Héctor se había quedado en su puesto de observación junto a la puerta; todos hablaban en voz baja, había un ronroneo continuo, mullido, y, de pronto, se elevaba una risa, una exclamación.

—Los delegados de la Fracción no podíamos decidir una huelga, sólo éramos ocho votos en la Federación —dijo Santiago —. Pero con los apristas podíamos. Tuvimos una reunión con ellos, en una academia de billar. Ahí comenzó, Carlitos.

—Dudo que éstos apoyen la huelga —susurró Aída a Santiago —. Están divididos. Todo depende de Santos Vivero, si él está de acuerdo los demás lo seguirán. Como carneros, ya sabes, lo que diga el líder está bien.

—Fue la primera gran discusión en Cahuide —dijo Santiago —. Yo estuve en contra de la huelga de solidaridad; el que encabezó a los partidarios fue Jacobo.

—Bueno, compañeros —Saldívar dio dos palmadas —. Acérquense, vamos a empezar.

—No fue por darle la contra a Jacobo —dijo Santiago —. Yo pensaba que no íbamos a tener el apoyo de los estudiantes, que fracasaríamos. Pero quedé en minoría y se aprobó la idea.

—Compañeros serán ustedes —se rió Washington —. Estamos juntos pero no nos mezcles, Saldívar.

—Esas reuniones con los apristas eran como los partídos amistosos de fútbol —dijo Santiago —. Comenzaban con abrazos y terminaban a veces a trompadas.

—Bueno, compañeros y camaradas, entonces —dijo Saldívar. —Acérquense o me voy al cine.

Se formó una rueda en torno a él, las risas y murmullos fueron cesando. Adoptando de pronto una seriedad funeral, Saldívar resumió el motivo de la reunión: esta noche se discutiría en la Federación la solicitud de apoyo de los tranviarios, compañeros, decidir si podíamos llevar una moción conjunta, camaradas. Jacobo levantó la mano.

—En la Fracción preparábamos esas reuniones como un ballet —dijo Santiago —. Turnarse, desarrollar cada uno un argumento distinto, no dejar sin rebatir ninguna opinión contraria.

Estaba con la corbata caída, despeinado, hablaba en voz baja: la huelga era una ocasión magnífica para provocar una toma de conciencia política en el estudiantado. Las manos caídas a lo largo del cuerpo para desarrollar la alianza obrero-estudiantil. Mirando a Saldívar muy serio: iniciar un movimiento que podía extenderse a reivindicaciones como liberación de estudiantes presos y amnistía política. Calló y Huamán levantó la mano.

—Yo había estado contra la idea de la huelga por las mismas razones que expuso Huamán, un aprista —dijo Santiago —. Pero como la Fracción había acordado la huelga, me tocó defenderla contra Huamán. Eso es el centralismo democrático, Carlitos.

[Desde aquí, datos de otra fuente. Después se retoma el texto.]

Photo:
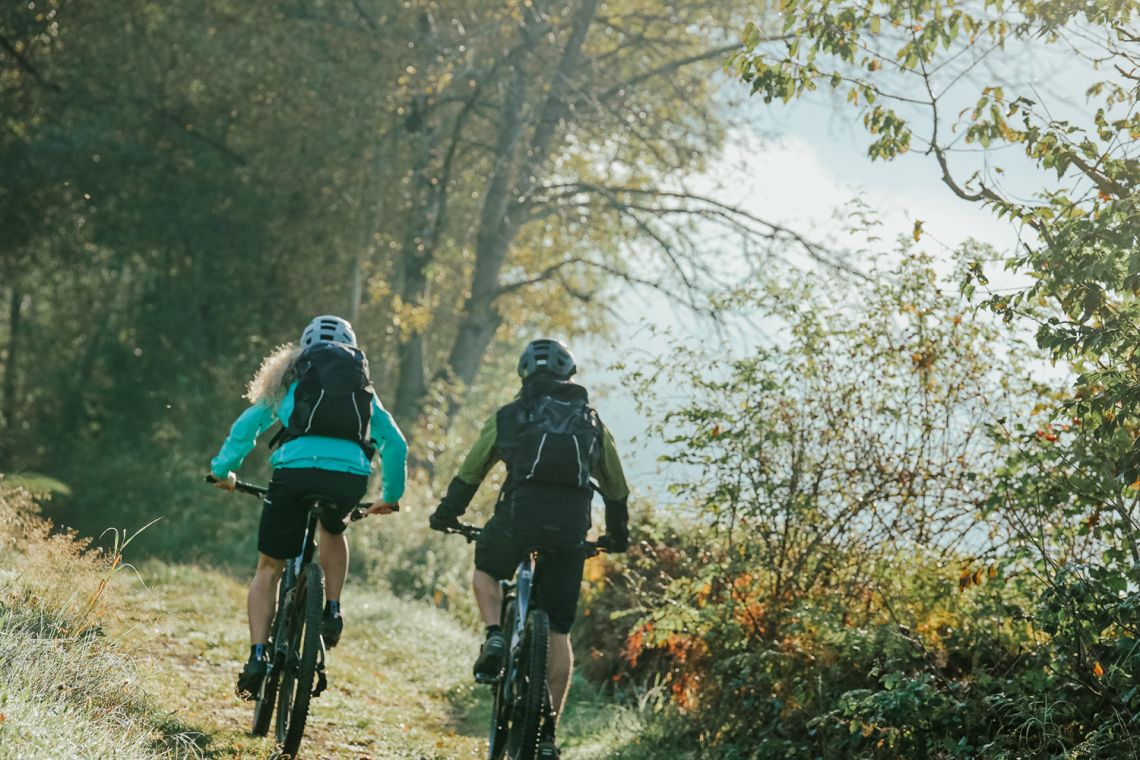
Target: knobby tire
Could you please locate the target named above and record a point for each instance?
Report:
(304, 647)
(267, 695)
(501, 707)
(528, 702)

Huamán era pequeñito y amanerado, nos había costado tres años reconstituir los Centros y la Federación de San Marcos después de la represión, sus gestos eran elegantes, ¿cómo íbamos a lanzar una huelga, por razones extra-universitarias, que podía ser rechazada por las bases?, y hablaba con una mano en la solapa y revoloteando la otra como una mariposa, si las bases rechazaban la huelga perderíamos la confianza de los estudiantes, y su voz era impostada, florida y. por momentos chillona, y además vendría la represión y los Centros y la Federación serían desmantelados antes de que hubieran podido actuar.

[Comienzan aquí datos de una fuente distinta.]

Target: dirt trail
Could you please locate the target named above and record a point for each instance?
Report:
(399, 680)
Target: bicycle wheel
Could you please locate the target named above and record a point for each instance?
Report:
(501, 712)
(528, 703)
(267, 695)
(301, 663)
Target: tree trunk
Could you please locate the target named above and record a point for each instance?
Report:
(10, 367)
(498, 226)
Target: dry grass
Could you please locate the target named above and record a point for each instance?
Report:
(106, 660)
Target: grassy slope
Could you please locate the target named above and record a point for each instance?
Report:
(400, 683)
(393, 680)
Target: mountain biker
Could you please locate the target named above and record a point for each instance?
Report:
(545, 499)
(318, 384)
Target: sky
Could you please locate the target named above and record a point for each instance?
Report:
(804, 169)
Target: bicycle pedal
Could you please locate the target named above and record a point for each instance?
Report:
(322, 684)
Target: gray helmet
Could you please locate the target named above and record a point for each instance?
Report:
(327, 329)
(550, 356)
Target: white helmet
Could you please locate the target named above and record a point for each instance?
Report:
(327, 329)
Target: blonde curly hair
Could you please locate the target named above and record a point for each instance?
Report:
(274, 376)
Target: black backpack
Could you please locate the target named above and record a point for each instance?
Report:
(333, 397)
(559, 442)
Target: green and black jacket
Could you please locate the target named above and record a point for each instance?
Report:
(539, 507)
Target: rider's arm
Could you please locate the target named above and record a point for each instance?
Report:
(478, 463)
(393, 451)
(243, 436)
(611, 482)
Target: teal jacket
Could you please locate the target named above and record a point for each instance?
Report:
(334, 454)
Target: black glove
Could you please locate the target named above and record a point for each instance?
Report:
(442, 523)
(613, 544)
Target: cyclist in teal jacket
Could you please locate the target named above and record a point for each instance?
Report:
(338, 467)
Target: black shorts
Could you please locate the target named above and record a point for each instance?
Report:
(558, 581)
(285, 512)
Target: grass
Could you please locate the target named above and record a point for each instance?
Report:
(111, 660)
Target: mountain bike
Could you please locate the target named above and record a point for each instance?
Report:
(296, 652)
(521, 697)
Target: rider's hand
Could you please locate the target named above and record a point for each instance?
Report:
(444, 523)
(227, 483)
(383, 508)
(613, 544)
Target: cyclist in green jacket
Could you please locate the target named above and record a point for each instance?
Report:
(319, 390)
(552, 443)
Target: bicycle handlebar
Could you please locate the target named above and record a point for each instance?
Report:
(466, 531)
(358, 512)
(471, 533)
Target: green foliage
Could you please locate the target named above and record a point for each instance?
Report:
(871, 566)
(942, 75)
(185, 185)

—Ya sé que la disciplina de un partido tiene que ser así —dijo Santiago —. Ya sé que si no, sería un caos. No me estoy defendiendo, Carlitos.

—No te vayas por las ramas, Ochoa —dijo Saldívar —. Cíñete al tema en debate.

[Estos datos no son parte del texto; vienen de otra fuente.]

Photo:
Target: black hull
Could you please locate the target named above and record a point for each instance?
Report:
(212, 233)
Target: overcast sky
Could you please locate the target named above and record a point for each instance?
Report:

—Justamente, precisamente —dijo Ochoa —. Yo pregunto: ¿está la Federación de San Marcos lo bastante fuerte para lanzarse a una acción frontal contra la dictadura?

—Pronúnciate de una vez, que no tenemos tiempo —dijo Héctor.

—Y si no está lo bastante fuerte y se lanza a la huelga —dijo Ochoa — ¿qué sería la actitud de la Federación? Yo pregunto.

—¿Por qué no te vas a dirigir el programa Kolynos pregunta por veinte mil soles? —dijo Washington.

—¿Sería o no sería una actitud de provocación? —dijo Ochoa, imperturbable —. Yo pregunto, y constructivamente respondo: sí sería. ¿Qué? Una provocación.

—Era en medio de esas reuniones que de repente sentía que nunca sería un revolucionario, un militante de verdad —dijo Santiago —. De repente una angustia, un mareo, una sensación de estar malgastando horriblemente el tiempo.